Columna de opinión | El Financiero
Autor: Javier Risco

Es falso que en México tiempos pasados fueron mejores, por lo menos no si hablamos de la lucha contra la corrupción. No existía una sociedad despierta, que exigiera a cualquiera de los tres poderes y levantara la voz para recordarles que están al servicio de nosotros.

Hoy, dos iniciativas: #FiscalíaQueSirva y #VamosPorMás se unen para promover una Fiscalía General de la República autónoma y eficaz, con lo que nace una nueva y necesaria exigencia: #VamosPorUnaFiscalíaQueSirva.

En un sexenio caracterizado por los escándalos de corrupción en todos los niveles: desde casas en Las Lomas, obras públicas mal hechas o sospechosos contratos con empresas brasileñas, uno de los cambios fundamentales para luchar contra la maldita impunidad es la autonomía que debe tener la nueva Fiscalía General.

Nos ocupa, nos preocupa y necesitamos entrarle al debate, no podemos dar la opción a los mismos partidos de siempre de tomar la decisión en cuartos a puerta cerrada, protegiendo intereses y blindándose por otra década más.

Pero, ¿de qué se trata esto del fiscal? En 2014, tras la reforma política, el Congreso federal aprobó que la actual PGR, esa que no ha resuelto ningún caso de trascendencia, se convirtiera en una Fiscalía General que tuviera autonomía de acción y de presupuesto.

¿Qué se buscaba? Tener un fiscal cuyo jefe no fuera el presidente, alguien con libertad de gestión que pudiera perseguir los delitos, que abriera investigaciones en casos como Odebrecht o la ‘casa blanca’, alguien alejado de un conflicto de interés.

¿Suena bien, no? Pues sólo suena, porque como muchas de las reformas de este país, este cambio de nombre es una simulación más del gobierno y la costumbre de la impunidad. Un artículo transitorio de la ley aprobada en 2014 permite que el actual procurador, hoy llamado Raúl Cervantes, cercanísimo al presidente, exabogado en su campaña y cuya trayectoria se remonta a la época de su gobierno mexiquense, tenga pase automático y se convierta por puro trámite en el próximo fiscal con nueve años en el cargo.

Los partidos de oposición –o los que aún se hacen llamar así– como el PRD o el PAN y, por supuesto, la sociedad civil, han exigido que el Senado no apruebe el ‘pase automático’.

¿Por qué debe ocuparnos esto HOY? Porque en los siguientes días los senadores que están a punto de iniciar nuevo periodo de sesiones planean asestar contra la población otro golpe y ‘elegir’ a Cervantes como el nuevo fiscal general. El PRI y el PVEM no se cansan de dar manotazos de abuso de poder.

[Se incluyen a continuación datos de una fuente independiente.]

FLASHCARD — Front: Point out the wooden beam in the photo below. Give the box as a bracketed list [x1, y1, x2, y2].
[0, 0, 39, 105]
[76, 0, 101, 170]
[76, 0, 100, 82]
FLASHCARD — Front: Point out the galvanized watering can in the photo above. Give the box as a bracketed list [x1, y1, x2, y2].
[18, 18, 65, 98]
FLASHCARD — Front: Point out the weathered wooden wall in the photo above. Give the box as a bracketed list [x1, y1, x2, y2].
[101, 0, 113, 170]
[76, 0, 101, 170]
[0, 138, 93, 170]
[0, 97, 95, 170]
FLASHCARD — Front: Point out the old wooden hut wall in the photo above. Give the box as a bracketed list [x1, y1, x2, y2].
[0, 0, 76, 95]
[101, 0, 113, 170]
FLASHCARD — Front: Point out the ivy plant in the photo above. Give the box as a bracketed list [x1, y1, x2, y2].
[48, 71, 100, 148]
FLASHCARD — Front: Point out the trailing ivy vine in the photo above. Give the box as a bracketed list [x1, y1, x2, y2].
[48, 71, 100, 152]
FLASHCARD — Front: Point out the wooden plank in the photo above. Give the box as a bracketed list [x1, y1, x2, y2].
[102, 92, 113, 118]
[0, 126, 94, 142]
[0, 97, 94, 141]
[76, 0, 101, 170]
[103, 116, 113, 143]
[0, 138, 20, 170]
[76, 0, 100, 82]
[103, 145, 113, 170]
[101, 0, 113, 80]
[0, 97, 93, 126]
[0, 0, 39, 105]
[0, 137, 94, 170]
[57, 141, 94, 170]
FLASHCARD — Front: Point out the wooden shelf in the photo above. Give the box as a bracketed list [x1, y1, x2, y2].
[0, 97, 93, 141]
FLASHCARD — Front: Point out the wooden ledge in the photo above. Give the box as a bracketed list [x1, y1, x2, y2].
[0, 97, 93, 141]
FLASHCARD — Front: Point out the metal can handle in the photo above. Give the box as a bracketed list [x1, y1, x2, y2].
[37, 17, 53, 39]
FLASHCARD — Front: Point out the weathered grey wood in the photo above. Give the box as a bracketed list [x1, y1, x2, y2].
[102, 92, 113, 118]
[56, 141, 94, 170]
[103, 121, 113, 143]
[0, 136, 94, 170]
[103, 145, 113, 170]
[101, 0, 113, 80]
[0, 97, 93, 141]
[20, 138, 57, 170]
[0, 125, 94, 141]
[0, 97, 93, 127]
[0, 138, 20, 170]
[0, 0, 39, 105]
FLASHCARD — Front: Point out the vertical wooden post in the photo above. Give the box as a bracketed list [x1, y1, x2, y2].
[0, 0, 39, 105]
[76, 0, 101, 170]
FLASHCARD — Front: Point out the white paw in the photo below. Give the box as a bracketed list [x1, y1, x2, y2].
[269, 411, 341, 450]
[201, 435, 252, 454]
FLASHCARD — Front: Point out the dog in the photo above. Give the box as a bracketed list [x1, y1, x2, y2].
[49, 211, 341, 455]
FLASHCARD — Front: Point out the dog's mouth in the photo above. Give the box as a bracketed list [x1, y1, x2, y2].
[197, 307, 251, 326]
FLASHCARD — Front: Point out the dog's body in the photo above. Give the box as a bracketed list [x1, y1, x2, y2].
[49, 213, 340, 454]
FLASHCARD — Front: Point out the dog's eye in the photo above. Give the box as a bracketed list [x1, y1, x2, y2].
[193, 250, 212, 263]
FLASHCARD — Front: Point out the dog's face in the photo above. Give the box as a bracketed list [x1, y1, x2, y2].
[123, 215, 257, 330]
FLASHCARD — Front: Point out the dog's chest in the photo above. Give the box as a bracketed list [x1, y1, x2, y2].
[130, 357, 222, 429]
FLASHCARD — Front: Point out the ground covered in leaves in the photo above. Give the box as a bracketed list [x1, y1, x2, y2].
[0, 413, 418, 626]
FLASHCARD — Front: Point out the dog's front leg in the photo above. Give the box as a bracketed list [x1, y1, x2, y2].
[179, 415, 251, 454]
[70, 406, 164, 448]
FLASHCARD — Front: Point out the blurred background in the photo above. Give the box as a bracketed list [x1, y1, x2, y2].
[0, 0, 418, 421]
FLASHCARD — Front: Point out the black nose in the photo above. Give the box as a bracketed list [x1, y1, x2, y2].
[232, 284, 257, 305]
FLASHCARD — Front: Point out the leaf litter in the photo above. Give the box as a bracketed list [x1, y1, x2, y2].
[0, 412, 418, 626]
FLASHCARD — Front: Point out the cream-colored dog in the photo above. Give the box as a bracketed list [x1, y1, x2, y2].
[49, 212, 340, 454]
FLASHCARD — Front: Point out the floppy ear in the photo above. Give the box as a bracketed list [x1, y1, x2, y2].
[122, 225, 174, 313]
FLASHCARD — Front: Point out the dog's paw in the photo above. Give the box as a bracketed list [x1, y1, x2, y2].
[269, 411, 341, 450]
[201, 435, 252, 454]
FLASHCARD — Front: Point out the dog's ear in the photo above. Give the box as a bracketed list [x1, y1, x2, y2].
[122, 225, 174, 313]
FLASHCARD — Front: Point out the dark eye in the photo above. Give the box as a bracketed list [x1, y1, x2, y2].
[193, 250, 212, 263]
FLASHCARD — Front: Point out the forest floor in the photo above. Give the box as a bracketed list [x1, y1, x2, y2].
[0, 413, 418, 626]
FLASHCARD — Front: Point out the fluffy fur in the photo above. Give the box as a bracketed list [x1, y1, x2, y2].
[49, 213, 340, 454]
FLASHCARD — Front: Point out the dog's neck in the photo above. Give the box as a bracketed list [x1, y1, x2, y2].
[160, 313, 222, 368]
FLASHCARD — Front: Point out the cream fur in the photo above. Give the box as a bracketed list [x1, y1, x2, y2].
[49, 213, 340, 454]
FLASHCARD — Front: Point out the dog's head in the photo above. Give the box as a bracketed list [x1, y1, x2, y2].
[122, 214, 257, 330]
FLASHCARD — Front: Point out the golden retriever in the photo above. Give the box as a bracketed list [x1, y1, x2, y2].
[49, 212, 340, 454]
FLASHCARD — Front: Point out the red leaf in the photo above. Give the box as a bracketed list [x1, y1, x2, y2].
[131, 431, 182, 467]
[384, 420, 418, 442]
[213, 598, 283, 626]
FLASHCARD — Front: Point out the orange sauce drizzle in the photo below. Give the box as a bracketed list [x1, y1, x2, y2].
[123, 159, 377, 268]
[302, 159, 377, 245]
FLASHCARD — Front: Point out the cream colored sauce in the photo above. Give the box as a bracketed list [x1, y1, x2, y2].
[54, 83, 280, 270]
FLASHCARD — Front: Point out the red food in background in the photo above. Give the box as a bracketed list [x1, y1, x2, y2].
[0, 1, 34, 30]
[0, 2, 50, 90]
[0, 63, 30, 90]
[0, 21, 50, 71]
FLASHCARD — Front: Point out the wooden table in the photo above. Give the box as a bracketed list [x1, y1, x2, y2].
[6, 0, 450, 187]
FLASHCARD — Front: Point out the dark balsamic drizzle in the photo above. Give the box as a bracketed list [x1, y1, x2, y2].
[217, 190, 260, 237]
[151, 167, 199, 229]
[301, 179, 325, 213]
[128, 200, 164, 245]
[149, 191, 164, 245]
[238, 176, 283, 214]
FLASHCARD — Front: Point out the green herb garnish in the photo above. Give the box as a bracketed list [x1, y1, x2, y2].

¿Qué quiere decir que Cervantes sea fiscal? Que al menos el resto de este sexenio, todo el que sigue hasta 2027, el amigo del presidente dejará que este país siga hundido en la impunidad.

Si es de quienes se indignó con este negro panorama, NECESITA escuchar la propuesta planteada por #FiscalíaQueSirva y #VamosPorMás, quienes hoy presentarán el conjunto de nueve iniciativas ciudadanas –sí, como de lo que emanó la Ley 3de3– en las que plantean al Senado la solución para garantizar una Fiscalía que funcione, que nos dé acceso a la justicia, a la verdad, que persiga delitos incluso en las más altas esferas.

Sólo como adelanto: El fiscal no deberá haber ocupado un puesto político en los últimos cuatro años (Cervantes era senador antes de titular de la PGR); eliminar el pase automático y que el fiscal sea electo de entre dos ternas y que el proceso sea público; que el cargo sea por seis años -y no nueve- y que quien tenga facultad de removerlo sea el Senado y no el Ejecutivo.

Convencer a los políticos de apoyarlo no es un camino sencillo, tampoco lo era la creación de un Sistema Anticorrupción promovido por ciudadanos y, a pesar de todo, el paso se logró. ¿Qué tan dispuestos seguimos a permitirles a otros estos abusos?